ATLANTA — As Russia’s attack on Ukraine intensifies, an 11Alive viewer wonders if NATO could have done more to prevent the invasion.

The images coming from thousands of miles away are heartbreaking. While the North Atlantic Treaty Organization has condemned Russia’s invasion and has called on an end to the assault, NATO troops are staying out of Ukraine.

An 11Alive viewer asks, “why couldn’t NATO bring Ukraine in under an emergency declaration to deter Russia from attacking?”

NATO involves 30 countries, including the United States, that have all signed a pact to protect one another.

“It basically says that an attack against any one country is an attack against all countries that are within NATO,” said Dr. Jeffrey Berejikian of the University of Georgia’s School of Public and International Affairs.

According to NATO, while Ukraine is a cooperative partner country, it is not a member of NATO and therefore not a part of the security guarantee.

Berejikian said the NATO treaty is very specific.

“One of the countries within NATO has to be attacked in some way, and then they come to the collective defense of that country,” said Berejikian. “Ukraine is a kind of security partner. It's a political ally, but it's not in NATO.”

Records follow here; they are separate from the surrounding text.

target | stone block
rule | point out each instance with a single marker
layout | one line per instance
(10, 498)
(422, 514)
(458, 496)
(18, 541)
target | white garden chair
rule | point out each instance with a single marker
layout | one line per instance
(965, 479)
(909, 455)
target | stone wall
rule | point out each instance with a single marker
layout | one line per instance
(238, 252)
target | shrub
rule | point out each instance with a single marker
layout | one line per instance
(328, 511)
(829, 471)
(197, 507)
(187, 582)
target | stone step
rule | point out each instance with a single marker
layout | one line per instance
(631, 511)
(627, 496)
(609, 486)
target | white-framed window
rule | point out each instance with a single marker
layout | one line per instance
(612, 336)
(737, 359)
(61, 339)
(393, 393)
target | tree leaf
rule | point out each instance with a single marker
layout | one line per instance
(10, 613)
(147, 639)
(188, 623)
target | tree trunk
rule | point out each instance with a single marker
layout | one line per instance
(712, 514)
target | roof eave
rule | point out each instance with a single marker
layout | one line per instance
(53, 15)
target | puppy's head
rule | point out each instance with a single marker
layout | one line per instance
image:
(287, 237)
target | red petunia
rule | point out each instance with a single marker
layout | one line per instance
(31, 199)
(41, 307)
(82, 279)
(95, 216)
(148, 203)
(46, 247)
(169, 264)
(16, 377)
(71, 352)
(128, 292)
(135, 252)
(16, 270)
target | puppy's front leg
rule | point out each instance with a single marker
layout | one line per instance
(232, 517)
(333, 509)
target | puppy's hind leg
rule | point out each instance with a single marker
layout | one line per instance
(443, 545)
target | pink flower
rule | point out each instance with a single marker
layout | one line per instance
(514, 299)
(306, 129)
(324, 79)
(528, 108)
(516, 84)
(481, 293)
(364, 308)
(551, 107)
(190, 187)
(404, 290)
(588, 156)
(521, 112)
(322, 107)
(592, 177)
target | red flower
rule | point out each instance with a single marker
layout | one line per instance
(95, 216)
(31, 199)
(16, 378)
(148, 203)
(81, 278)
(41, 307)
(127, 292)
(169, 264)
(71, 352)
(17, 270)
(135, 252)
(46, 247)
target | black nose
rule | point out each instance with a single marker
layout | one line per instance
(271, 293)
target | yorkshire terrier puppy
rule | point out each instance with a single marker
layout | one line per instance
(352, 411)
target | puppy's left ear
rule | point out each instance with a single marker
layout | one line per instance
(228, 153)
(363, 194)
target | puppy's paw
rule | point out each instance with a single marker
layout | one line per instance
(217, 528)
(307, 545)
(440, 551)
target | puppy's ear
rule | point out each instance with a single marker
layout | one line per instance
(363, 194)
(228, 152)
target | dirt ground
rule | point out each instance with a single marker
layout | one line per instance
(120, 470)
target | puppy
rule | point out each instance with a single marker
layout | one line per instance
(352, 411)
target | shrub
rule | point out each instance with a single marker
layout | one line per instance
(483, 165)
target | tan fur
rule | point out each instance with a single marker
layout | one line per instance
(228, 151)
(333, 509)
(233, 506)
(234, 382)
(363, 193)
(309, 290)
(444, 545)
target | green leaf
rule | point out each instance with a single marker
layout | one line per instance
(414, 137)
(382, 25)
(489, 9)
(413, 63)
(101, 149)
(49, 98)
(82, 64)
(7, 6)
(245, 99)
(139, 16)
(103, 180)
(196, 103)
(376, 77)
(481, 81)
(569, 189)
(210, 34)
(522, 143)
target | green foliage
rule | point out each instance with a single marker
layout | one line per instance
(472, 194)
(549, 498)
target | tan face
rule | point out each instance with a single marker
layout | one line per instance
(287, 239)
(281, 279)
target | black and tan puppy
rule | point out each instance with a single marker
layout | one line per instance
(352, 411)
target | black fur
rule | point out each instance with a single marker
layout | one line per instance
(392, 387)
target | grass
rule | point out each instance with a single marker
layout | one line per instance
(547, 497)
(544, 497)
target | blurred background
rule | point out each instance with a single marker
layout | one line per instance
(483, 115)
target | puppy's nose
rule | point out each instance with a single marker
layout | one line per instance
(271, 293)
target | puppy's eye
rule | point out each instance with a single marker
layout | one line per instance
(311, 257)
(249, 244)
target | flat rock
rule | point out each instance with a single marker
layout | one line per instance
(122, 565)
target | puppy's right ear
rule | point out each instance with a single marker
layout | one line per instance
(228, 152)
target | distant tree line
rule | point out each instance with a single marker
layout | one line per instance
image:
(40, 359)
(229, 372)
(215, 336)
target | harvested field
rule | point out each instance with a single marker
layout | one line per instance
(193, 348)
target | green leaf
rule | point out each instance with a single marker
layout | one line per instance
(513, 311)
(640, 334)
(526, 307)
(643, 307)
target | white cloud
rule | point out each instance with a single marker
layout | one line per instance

While Russia’s actions could be taken as a threat by the members of NATO, Berejikian said sending NATO troops into a country that’s not a part of NATO could be confusing to the rest of the world.

“It kind of makes sense to restrict in a very clear way, where NATO countries will fight and where they will not,” said Berejikian. “What you always want to have is a clear, bright red line."

NATO is helping coordinate Ukraine’s requests for assistance. NATO countries are free to send equipment to Ukraine and help any refugees fleeing that country.